Reviewer: Doug
Location: Connecticut
Date: July 24, 2005 17:26 GMT

I went to Vassar Friday night and saw the reading of "Rapture", the new play by Joanna Murray Smith in the Susan Stein Shiva Theater, one of three theaters in the Powerhouse Theater complex on the Vassar campus. The Powerhouse Theater, by the way, is literally that - an ancient, hollowed-out brick edifice with a tall smokestack rising from one end of the building, once used for generating electricity for the Vassar campus.

The Powerhouse theater only has about 100 seats, and the Susan Stein Shiva Theater isn't much bigger - a cozy place for a reading.

The setting of the play was a row of six black music stands with six chairs running across the black wall behind them. The producer had thoughtfully provided a bottle of spring water for each actor, which sat on the floor beside each of their chairs. This pleasantly informal touch matched the tone of the evening - summer theater on a warm summer evening and an audience in summer clothes.

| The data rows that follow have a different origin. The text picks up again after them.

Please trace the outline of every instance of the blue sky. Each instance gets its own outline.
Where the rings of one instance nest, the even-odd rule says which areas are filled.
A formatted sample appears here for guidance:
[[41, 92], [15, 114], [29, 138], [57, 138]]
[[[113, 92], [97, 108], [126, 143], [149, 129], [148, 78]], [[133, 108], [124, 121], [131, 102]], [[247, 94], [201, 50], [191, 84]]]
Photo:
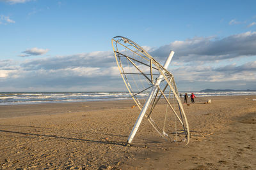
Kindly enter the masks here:
[[[0, 0], [0, 91], [125, 90], [111, 39], [175, 52], [179, 90], [256, 89], [255, 1]], [[99, 81], [100, 80], [100, 81]]]

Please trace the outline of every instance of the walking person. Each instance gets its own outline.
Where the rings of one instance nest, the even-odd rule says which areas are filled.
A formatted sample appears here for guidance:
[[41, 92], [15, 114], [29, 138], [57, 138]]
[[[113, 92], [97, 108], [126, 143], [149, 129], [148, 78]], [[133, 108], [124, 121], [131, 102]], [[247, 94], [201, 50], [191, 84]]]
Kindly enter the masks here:
[[187, 93], [186, 93], [184, 95], [184, 103], [188, 103], [188, 94]]
[[194, 95], [193, 93], [191, 93], [190, 97], [191, 97], [191, 103], [195, 103], [194, 98], [195, 98], [196, 97]]

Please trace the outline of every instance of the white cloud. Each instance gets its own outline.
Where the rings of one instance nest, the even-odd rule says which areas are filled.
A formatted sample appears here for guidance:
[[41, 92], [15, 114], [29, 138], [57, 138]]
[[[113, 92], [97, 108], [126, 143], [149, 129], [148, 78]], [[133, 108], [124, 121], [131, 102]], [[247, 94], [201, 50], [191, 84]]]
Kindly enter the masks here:
[[27, 49], [26, 51], [23, 52], [25, 54], [20, 54], [20, 57], [28, 57], [31, 55], [41, 55], [45, 54], [49, 52], [49, 49], [40, 49], [36, 47], [32, 48], [31, 49]]
[[[159, 48], [143, 48], [155, 54], [154, 57], [161, 57], [157, 61], [163, 60], [170, 49], [176, 52], [169, 70], [182, 90], [188, 87], [246, 90], [255, 89], [256, 83], [255, 46], [256, 32], [246, 32], [222, 39], [195, 37]], [[47, 50], [33, 48], [22, 55], [42, 55]], [[250, 62], [242, 64], [239, 60], [243, 59]], [[112, 51], [28, 59], [21, 63], [0, 60], [0, 91], [28, 87], [38, 90], [113, 91], [124, 87]]]
[[185, 41], [175, 41], [157, 48], [151, 48], [153, 57], [166, 57], [170, 50], [175, 52], [175, 61], [212, 61], [256, 55], [256, 32], [246, 32], [223, 39], [214, 37], [194, 37]]
[[10, 23], [15, 23], [15, 21], [11, 20], [10, 18], [10, 17], [8, 16], [4, 16], [4, 15], [1, 15], [0, 16], [0, 24], [10, 24]]
[[25, 3], [30, 1], [31, 0], [0, 0], [0, 1], [8, 3], [11, 4], [17, 4], [17, 3]]
[[244, 22], [237, 21], [236, 19], [232, 20], [229, 22], [229, 25], [237, 25], [244, 23]]
[[247, 27], [250, 27], [252, 26], [253, 26], [254, 25], [256, 25], [256, 22], [253, 22], [251, 24], [250, 24], [249, 25], [247, 25]]

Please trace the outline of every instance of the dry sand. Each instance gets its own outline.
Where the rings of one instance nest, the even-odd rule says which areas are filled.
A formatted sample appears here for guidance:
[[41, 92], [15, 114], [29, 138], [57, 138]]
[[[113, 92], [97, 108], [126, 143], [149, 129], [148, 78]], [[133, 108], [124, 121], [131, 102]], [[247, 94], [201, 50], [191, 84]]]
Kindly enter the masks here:
[[[208, 99], [211, 104], [204, 104]], [[256, 169], [255, 96], [184, 105], [189, 143], [168, 143], [132, 101], [0, 106], [1, 169]]]

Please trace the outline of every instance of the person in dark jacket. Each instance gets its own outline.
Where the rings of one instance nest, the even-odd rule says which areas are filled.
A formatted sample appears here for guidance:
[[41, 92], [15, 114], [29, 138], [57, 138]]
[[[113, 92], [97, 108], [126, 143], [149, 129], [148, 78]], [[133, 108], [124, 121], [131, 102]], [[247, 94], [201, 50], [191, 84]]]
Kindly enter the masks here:
[[186, 93], [184, 95], [184, 103], [188, 103], [188, 94], [187, 93]]
[[190, 97], [191, 97], [191, 103], [195, 103], [194, 98], [196, 97], [193, 93], [191, 93], [191, 95], [190, 96]]

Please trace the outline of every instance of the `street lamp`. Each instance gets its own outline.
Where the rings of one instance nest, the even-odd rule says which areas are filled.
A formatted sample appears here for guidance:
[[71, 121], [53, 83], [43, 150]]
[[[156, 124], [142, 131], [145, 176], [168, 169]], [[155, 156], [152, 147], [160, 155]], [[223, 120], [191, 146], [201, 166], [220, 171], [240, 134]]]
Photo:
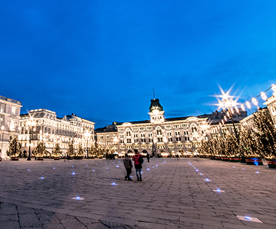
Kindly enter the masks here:
[[30, 131], [29, 131], [29, 134], [30, 134], [30, 142], [29, 142], [29, 155], [28, 155], [28, 159], [27, 161], [31, 161], [31, 156], [30, 156], [30, 143], [31, 143], [31, 135], [32, 135], [33, 132], [32, 131], [35, 131], [35, 128], [34, 128], [32, 130], [32, 127], [35, 126], [36, 122], [35, 121], [33, 120], [33, 118], [31, 117], [30, 117], [30, 120], [27, 121], [27, 130], [30, 128]]
[[[237, 102], [235, 101], [234, 101], [234, 99], [233, 99], [233, 97], [230, 96], [228, 94], [229, 91], [227, 93], [224, 93], [224, 92], [221, 90], [221, 92], [222, 92], [222, 96], [220, 96], [220, 97], [222, 97], [222, 99], [219, 100], [219, 107], [222, 108], [223, 109], [225, 109], [225, 108], [228, 109], [227, 114], [229, 117], [229, 118], [232, 120], [232, 123], [233, 123], [233, 128], [234, 128], [234, 132], [236, 136], [237, 140], [239, 142], [239, 138], [238, 138], [238, 135], [237, 135], [237, 129], [236, 129], [236, 127], [235, 126], [235, 123], [234, 123], [233, 117], [232, 115], [232, 113], [233, 112], [233, 108], [237, 108]], [[236, 110], [237, 110], [237, 109], [236, 109]], [[237, 111], [238, 111], [238, 110]]]
[[86, 152], [87, 152], [87, 159], [89, 159], [89, 155], [88, 155], [88, 139], [91, 137], [91, 134], [89, 132], [88, 130], [86, 130], [86, 132], [84, 133], [84, 137], [86, 139]]
[[4, 130], [5, 130], [5, 126], [2, 126], [1, 127], [1, 130], [2, 130], [2, 132], [3, 132], [3, 135], [2, 135], [2, 139], [1, 139], [1, 141], [2, 141], [2, 144], [1, 144], [1, 154], [0, 154], [0, 158], [1, 158], [1, 155], [2, 155], [2, 150], [3, 150], [3, 142], [4, 141]]

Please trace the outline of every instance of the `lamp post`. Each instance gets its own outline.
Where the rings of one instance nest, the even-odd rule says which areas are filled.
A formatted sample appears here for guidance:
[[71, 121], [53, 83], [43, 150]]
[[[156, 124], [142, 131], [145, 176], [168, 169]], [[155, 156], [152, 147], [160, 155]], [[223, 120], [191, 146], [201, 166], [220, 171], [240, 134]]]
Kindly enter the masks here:
[[2, 143], [1, 143], [1, 146], [0, 158], [1, 157], [1, 155], [2, 155], [3, 142], [4, 141], [4, 130], [5, 130], [5, 126], [2, 126], [1, 127], [1, 130], [2, 130], [3, 134], [2, 134], [2, 138], [1, 138]]
[[86, 139], [86, 152], [87, 152], [87, 159], [89, 159], [89, 155], [88, 155], [88, 139], [91, 137], [91, 134], [89, 132], [88, 130], [86, 130], [86, 132], [84, 133], [84, 137]]
[[[233, 99], [233, 97], [230, 97], [228, 95], [228, 92], [227, 92], [227, 93], [223, 92], [223, 94], [221, 97], [222, 97], [222, 99], [219, 100], [219, 107], [224, 108], [224, 109], [225, 108], [228, 109], [228, 117], [232, 120], [232, 123], [233, 123], [233, 128], [234, 128], [234, 132], [236, 136], [237, 141], [239, 142], [236, 127], [235, 126], [235, 123], [234, 123], [234, 120], [233, 120], [233, 115], [232, 115], [232, 111], [231, 111], [231, 110], [233, 110], [233, 108], [236, 108], [237, 102], [235, 101], [234, 101], [234, 99]], [[232, 98], [230, 99], [230, 97], [232, 97]]]
[[28, 155], [27, 161], [31, 161], [31, 155], [30, 155], [30, 143], [31, 143], [31, 135], [32, 135], [32, 131], [35, 131], [35, 128], [32, 130], [32, 126], [36, 124], [35, 121], [33, 120], [33, 118], [31, 117], [30, 117], [30, 120], [27, 122], [27, 130], [30, 128], [30, 139], [29, 139], [29, 155]]

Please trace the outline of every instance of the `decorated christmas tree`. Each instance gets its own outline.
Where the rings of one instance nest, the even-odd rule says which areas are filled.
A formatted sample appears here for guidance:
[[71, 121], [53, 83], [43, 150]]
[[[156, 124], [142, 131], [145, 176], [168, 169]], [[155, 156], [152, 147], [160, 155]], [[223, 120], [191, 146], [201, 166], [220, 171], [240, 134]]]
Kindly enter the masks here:
[[229, 157], [239, 157], [239, 144], [236, 137], [230, 133], [229, 131], [226, 131], [224, 139], [223, 148], [224, 155]]
[[61, 152], [59, 143], [56, 143], [52, 150], [52, 156], [54, 157], [60, 157]]
[[37, 147], [34, 148], [33, 154], [37, 157], [43, 157], [45, 156], [46, 149], [45, 143], [40, 141]]
[[68, 144], [68, 149], [67, 150], [67, 155], [68, 157], [74, 157], [75, 155], [75, 149], [74, 149], [74, 144], [70, 142]]
[[253, 114], [254, 135], [257, 141], [257, 150], [262, 157], [276, 158], [276, 129], [267, 109], [261, 109]]
[[18, 142], [17, 135], [13, 135], [8, 144], [7, 155], [10, 157], [17, 157], [20, 154], [21, 146]]

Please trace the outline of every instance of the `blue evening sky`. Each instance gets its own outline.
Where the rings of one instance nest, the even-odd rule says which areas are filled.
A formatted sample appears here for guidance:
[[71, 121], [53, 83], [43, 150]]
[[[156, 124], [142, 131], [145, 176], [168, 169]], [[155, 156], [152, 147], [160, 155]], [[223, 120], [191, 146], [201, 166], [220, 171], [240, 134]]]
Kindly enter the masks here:
[[211, 113], [218, 84], [244, 103], [276, 83], [275, 12], [272, 0], [3, 0], [0, 95], [96, 127], [148, 119], [152, 88], [166, 117]]

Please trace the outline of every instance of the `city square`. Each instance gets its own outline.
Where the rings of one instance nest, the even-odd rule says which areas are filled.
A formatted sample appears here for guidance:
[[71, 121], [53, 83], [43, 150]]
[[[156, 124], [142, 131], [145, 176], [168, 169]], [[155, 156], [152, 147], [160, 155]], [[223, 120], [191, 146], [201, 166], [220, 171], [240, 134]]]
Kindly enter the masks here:
[[276, 228], [275, 11], [3, 1], [0, 229]]
[[122, 159], [0, 163], [0, 228], [275, 228], [276, 178], [264, 166], [152, 158], [142, 181]]

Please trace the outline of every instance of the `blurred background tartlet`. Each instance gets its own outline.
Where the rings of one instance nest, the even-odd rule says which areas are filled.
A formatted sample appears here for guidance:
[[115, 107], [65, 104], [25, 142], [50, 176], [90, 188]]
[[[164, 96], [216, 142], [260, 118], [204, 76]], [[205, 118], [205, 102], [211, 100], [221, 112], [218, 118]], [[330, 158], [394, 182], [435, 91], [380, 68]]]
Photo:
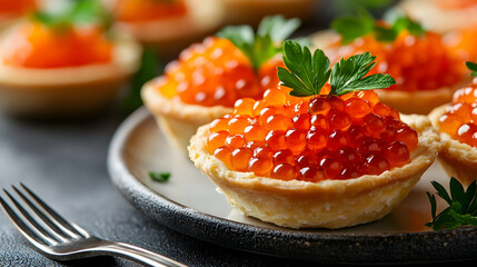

The cast was also in their summer clothes. Dana, David Aaron Baker, Talia Balsam, Mary McCann, Geoffrey Nauffts, and John Slattery all looked like they had just walked out of their hotels or apartments in New York dressed in the clothes they had worn to do their shopping in the afternoon, gotten into the limousine or van that took them up to Vassar, then disembarked and walked into the theater and started performing. Dana, for instance, was wearing a simple silk summer dress with a Pucci-style print, sandals, and a grey cardigan. She was also carrying a bottle of water, which she parked in various locations during the performance. First she put it on the floor by her chair, then she put it on the music stand while she was performing, then she just held it in her hand and took an occasional swig while she was reading her lines, and then she put it on the floor by her feet. That's how casual she was, and the whole cast was.

But they were all very professional and very good. They had obviously spent a lot of time studying the script and rehearsing - it showed in their timing. "Rapture" is about the discovery that a couple in their forties made while they were living at a Marriott Hotel for seven months after their house burned down, and how two other couples, their longtime friends, try to come to terms with it. Dana played the female half of one of the other two couples. It is remarkable how much acting can be done when there is no scenery, no props, no costumes, and the actors cannot move around the stage. The six players performed like a small chamber orchestra, vocalizing their parts and acting as if they were in costume. Dana was particularly effective. Her vocal intonations, facial expressions, and body language were evocative, meaningful, and occasionally moving, and she had one "aria" that stopped the show.

When she wasn't acting Dana was as beautiful and charming as ever. Her red hair was parted in the middle and longer than usual, adding an extra touch of informality to her looks . She seemed relaxed and seemed to be enjoying both the evening and the experience. Summer theater seems to agree with her.